(Elektra)
Of late, any number of pop artists – Gaga, Miley, Justin Timberlake – have made country-adjacent albums, perhaps as rootsy succour in difficult times, or perhaps as heartland-courting endeavours for the Trumpian era. Country singer Sturgill Simpson, meanwhile, won a Grammy for his last record, A Sailor’s Guide to Earth (2016), which champed at the bit of the genre, employing retro soul heroes the Dap-Kings as backing band, and covering Nirvana. This one bucks even harder. Simpson was once a navy man stationed in
Japan, which partially explains why Sound & Fury comes with an accompanying
Netflix manga film. The album, meanwhile, was written in the echo of Simpson spinning Black Sabbath, Eminem and the Cars on repeat.

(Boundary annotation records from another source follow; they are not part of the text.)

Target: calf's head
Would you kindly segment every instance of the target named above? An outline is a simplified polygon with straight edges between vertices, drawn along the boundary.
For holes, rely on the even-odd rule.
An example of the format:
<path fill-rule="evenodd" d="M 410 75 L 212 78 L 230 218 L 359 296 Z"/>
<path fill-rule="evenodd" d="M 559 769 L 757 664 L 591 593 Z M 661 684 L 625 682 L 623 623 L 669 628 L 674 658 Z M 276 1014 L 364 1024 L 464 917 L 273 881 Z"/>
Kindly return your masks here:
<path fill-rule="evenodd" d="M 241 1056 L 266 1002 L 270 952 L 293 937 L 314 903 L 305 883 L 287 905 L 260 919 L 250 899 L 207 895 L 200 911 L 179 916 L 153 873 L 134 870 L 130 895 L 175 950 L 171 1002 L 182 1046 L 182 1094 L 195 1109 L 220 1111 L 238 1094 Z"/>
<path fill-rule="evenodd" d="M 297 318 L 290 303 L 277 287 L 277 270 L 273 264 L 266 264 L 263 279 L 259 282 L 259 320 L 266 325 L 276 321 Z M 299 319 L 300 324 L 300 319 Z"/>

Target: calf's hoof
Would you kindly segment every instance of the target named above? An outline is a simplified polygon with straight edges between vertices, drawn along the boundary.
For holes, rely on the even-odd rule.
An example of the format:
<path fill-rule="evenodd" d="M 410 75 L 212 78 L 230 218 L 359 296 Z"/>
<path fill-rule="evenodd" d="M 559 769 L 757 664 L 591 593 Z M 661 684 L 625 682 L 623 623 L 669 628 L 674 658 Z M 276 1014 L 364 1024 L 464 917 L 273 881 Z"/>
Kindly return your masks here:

Enthrallingly, it often sounds a bit like a Queens of the Stone Age album produced by Dan Auerbach of the Black Keys: rock, broadly, but funky with it, as on Best Clockmaker on Mars. A Good Look stretches country radio furthest: it’s not far off disco, with a mosquito-y synth line played loud, to frighten the horses even more. Make Art Not
Friends powers up with an analogue synth interlude that slowly beefs up into scorched-earth power-pop. Throughout, a commitment to heartfelt songcraft remains the most “country” thing about Sound & Fury.